Lu Xinming comprit et hocha rapidement la tête.

Le maître d'hôtel sortit de la cour, éperonna son cheval et s'éloigna au galop.

Peu après le départ du chef de cabine, une femme entra par la porte principale. La quarantaine, élégamment vêtue, avait le visage couvert de sueur et les cheveux mouillés, sans doute à cause du voyage.

« Marraine, qu'est-ce qui vous amène ici ? » Liang Xiaole reconnut Shi Liu'er et l'appela précipitamment.

« Lele, tu parles encore de moi. Qu'est-ce qui t'amène ici ? » demanda Shi Liu'er sans aucune politesse.

Leur conversation stupéfia Lu Xinming, tante Lei et la vieille dame. Après le choc initial, la vieille dame reprit ses esprits et dit : « Cette dame me semble familière ! Êtes-vous simplement de passage, ou êtes-vous venus spécialement pour voir cette jeune femme ? »

Shi Liu'er réalisa qu'il avait été trop impulsif, alors il força rapidement un sourire et dit à la vieille femme : « Oh, oh, je voulais juste dire quelques mots à cette jeune fille. J'ai entendu dire qu'elle était venue ici. »

«

Très bien, vous êtes une invitée venue de loin. Asseyez-vous, je vous prie, et prenez un verre d’eau.
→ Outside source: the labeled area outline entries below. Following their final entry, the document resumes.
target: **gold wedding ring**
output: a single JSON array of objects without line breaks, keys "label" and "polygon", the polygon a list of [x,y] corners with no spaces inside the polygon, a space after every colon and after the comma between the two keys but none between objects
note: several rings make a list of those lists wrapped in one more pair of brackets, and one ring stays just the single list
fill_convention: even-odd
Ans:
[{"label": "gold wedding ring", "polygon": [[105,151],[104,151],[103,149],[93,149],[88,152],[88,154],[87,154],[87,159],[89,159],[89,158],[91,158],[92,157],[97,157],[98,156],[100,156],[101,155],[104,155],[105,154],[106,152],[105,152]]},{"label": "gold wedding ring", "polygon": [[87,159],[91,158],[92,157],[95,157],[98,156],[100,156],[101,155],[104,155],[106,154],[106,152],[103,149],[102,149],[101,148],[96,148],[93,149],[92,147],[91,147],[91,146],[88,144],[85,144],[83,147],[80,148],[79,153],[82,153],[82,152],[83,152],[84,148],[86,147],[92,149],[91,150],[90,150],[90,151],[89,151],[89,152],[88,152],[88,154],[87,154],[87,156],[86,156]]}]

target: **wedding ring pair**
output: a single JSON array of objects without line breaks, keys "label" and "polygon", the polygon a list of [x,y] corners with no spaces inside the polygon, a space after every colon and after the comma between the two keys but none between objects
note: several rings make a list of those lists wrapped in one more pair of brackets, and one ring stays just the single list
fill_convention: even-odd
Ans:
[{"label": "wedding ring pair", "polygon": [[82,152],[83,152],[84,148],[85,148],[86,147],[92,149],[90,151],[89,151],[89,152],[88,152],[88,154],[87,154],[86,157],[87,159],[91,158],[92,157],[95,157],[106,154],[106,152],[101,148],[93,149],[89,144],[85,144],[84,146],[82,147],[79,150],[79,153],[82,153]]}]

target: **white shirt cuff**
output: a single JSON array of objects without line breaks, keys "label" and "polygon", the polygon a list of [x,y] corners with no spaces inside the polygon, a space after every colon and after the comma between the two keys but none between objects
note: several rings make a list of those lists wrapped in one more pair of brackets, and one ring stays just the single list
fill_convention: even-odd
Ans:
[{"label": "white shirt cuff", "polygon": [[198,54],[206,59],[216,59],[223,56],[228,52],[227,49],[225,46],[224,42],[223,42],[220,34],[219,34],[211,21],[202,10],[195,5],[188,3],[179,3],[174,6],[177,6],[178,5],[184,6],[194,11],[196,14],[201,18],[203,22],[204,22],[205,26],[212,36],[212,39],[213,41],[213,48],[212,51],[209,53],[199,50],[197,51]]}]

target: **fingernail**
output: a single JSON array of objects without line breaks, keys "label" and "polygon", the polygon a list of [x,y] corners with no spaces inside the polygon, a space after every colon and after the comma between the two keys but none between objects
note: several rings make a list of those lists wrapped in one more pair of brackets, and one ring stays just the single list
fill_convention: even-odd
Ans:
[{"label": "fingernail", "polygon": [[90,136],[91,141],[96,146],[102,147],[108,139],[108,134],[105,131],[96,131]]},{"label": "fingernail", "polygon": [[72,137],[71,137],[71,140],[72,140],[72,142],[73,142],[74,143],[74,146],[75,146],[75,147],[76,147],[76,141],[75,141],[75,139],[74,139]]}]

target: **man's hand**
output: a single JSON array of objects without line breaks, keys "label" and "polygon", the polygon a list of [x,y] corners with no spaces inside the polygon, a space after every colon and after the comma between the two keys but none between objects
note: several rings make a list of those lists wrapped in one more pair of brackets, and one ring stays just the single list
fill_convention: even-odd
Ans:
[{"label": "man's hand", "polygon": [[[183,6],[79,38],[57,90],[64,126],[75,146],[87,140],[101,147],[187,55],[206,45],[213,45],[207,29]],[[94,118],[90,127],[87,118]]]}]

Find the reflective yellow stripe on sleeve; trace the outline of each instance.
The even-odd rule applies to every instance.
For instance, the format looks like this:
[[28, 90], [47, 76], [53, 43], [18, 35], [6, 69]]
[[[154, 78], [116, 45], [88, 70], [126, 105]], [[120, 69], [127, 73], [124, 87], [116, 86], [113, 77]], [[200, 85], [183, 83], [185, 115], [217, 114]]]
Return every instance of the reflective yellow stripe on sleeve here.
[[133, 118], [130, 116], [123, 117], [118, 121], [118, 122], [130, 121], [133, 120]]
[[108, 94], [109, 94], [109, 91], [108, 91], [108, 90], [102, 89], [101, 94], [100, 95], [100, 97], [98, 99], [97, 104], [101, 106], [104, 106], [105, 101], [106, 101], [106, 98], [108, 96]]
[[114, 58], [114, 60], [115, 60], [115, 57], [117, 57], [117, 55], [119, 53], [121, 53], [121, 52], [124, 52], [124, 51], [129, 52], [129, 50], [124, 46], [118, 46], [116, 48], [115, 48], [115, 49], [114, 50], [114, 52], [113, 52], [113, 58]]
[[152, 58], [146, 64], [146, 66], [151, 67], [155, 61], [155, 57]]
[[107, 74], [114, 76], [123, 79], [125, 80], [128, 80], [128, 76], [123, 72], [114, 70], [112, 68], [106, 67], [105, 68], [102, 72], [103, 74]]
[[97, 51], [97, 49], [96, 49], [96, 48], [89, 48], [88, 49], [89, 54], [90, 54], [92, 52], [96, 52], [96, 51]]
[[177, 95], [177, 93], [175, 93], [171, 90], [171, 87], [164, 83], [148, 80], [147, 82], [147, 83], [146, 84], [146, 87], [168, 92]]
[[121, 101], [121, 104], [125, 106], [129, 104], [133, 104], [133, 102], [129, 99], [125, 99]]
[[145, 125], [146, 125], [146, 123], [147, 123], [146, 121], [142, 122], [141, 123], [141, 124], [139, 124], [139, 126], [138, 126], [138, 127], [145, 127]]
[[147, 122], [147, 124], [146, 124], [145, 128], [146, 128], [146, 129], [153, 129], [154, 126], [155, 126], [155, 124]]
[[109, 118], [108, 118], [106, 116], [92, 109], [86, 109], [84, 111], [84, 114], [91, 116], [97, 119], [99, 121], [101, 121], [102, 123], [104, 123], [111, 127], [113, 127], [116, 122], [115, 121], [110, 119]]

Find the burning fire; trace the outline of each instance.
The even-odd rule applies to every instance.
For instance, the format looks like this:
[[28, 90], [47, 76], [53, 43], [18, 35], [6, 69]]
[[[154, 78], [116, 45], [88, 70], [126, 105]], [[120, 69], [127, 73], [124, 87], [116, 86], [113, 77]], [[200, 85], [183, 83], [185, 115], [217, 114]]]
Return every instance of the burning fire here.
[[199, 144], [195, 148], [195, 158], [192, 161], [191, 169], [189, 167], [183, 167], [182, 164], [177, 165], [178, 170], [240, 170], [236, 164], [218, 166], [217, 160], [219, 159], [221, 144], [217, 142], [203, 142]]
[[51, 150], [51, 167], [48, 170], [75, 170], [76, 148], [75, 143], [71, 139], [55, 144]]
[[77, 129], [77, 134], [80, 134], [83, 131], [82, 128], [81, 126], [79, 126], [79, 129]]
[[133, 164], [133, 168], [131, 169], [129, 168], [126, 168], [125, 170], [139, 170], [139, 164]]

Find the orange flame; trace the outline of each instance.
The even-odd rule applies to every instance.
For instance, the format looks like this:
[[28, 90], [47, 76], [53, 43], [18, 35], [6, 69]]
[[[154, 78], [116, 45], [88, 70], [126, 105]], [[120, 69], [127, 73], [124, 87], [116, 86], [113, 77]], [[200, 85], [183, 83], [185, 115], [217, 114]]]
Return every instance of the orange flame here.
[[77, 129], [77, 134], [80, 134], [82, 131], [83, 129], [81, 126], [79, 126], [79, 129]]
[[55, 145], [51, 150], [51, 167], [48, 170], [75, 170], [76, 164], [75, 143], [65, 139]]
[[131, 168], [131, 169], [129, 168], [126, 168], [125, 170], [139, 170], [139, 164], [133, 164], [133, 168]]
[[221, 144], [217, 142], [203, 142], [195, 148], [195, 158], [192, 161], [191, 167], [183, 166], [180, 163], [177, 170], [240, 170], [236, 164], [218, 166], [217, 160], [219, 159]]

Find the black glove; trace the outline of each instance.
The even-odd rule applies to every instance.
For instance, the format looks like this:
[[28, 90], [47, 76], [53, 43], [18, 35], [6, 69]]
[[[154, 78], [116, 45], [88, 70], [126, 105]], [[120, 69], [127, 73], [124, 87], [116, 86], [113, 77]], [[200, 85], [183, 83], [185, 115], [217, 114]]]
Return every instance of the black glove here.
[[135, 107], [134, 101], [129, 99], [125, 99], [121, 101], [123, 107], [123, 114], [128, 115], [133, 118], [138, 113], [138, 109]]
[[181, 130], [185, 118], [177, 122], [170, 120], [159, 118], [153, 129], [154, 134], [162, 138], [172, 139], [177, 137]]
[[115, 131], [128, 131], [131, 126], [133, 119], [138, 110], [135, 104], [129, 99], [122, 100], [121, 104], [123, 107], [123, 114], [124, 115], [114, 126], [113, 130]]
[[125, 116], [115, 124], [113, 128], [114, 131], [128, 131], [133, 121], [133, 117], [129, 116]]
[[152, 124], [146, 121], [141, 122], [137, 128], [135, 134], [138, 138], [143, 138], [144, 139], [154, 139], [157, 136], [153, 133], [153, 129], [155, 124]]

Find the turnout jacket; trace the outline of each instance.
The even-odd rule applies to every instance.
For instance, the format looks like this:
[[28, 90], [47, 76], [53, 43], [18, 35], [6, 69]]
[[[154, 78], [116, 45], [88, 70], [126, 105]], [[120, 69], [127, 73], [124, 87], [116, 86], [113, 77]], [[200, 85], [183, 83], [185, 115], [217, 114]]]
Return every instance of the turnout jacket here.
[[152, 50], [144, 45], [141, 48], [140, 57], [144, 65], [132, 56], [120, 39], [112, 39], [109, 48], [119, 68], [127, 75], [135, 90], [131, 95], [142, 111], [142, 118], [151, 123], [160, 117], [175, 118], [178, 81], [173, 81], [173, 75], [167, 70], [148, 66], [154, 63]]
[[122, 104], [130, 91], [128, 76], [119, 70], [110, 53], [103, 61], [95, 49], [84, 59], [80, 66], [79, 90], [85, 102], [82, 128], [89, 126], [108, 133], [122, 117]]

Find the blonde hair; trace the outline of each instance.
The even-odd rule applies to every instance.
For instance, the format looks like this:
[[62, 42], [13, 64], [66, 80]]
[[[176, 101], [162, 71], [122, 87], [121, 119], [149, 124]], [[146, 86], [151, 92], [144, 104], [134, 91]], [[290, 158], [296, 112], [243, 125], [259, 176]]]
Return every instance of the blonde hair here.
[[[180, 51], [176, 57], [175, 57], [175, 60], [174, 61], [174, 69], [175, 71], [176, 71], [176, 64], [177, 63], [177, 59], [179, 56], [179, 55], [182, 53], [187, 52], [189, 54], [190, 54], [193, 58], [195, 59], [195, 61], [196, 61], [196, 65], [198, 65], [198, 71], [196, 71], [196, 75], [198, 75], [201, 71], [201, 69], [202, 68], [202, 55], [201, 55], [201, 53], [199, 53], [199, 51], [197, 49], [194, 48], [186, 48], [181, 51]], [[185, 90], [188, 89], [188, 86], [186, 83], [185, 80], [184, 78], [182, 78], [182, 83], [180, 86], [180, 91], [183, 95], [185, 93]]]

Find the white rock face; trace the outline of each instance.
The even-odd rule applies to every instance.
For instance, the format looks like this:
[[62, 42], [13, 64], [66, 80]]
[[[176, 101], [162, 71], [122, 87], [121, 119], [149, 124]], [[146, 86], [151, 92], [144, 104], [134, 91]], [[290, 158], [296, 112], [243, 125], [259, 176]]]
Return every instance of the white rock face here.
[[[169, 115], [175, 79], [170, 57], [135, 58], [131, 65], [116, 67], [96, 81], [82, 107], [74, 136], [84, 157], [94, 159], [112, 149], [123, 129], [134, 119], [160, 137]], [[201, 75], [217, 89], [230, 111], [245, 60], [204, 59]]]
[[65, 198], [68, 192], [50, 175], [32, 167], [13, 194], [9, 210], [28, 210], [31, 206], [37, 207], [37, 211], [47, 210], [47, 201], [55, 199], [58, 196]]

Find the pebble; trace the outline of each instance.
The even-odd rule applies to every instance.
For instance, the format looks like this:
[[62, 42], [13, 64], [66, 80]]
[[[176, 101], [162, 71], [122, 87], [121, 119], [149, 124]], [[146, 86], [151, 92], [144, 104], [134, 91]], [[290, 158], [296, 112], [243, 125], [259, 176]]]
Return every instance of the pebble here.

Nous pourrons discuter tranquillement.

» dit la vieille dame en retournant dans la maison chercher un bol d’eau et en y ajoutant un peu de son.

Liang Xiaole demanda, perplexe : « Grand-mère, qu'est-ce que c'est... ? » Elle montra du doigt le son qui flottait sur l'eau.

La vieille femme dit : « Regarde-la, elle est trempée de sueur, elle doit avoir très soif. Si elle boit trop vite, elle va s'étouffer. Saupoudre-la de son, et elle pourra boire lentement, et tout ira bien. » Puis elle dit à Shi Liu'er : « Bois, bois lentement, il y a de l'eau en abondance. »

Shi Liu'er regarda la vieille femme avec gratitude et dit : « Merci, vieille dame. » Puis elle prit le bol, souffla sur le son et but de petites gorgées d'eau.

On dirait qu'ils ont vraiment soif.

Shi Liu'er vida son bol d'eau, fit un clin d'œil à Liang Xiaole, et tous deux se levèrent en même temps. Shi Liu'er dit à la vieille dame, Lu Xinming, et à tante Lei

: «

Je vais dire quelques mots à cet enfant. Asseyez-vous, je reviens dans un instant.

»

Après avoir dit cela, sans attendre la réaction des trois autres, il saisit la main de Liang Xiaole et sortit rapidement par la porte.

Shi Liu'er a tiré Liang Xiaole sous un robinier et lui a demandé d'un air sérieux : « Lele, que fais-tu ici ? »

♂♂

Chapitre 335 : L'histoire de grand-mère Lian

Devant le robinier gisaient des ruines, des murs effondrés et des vestiges qui laissaient encore deviner les contours d'une cour envahie par les mauvaises herbes. Des ombres blanches et grises, chargées de ressentiment, y flottaient.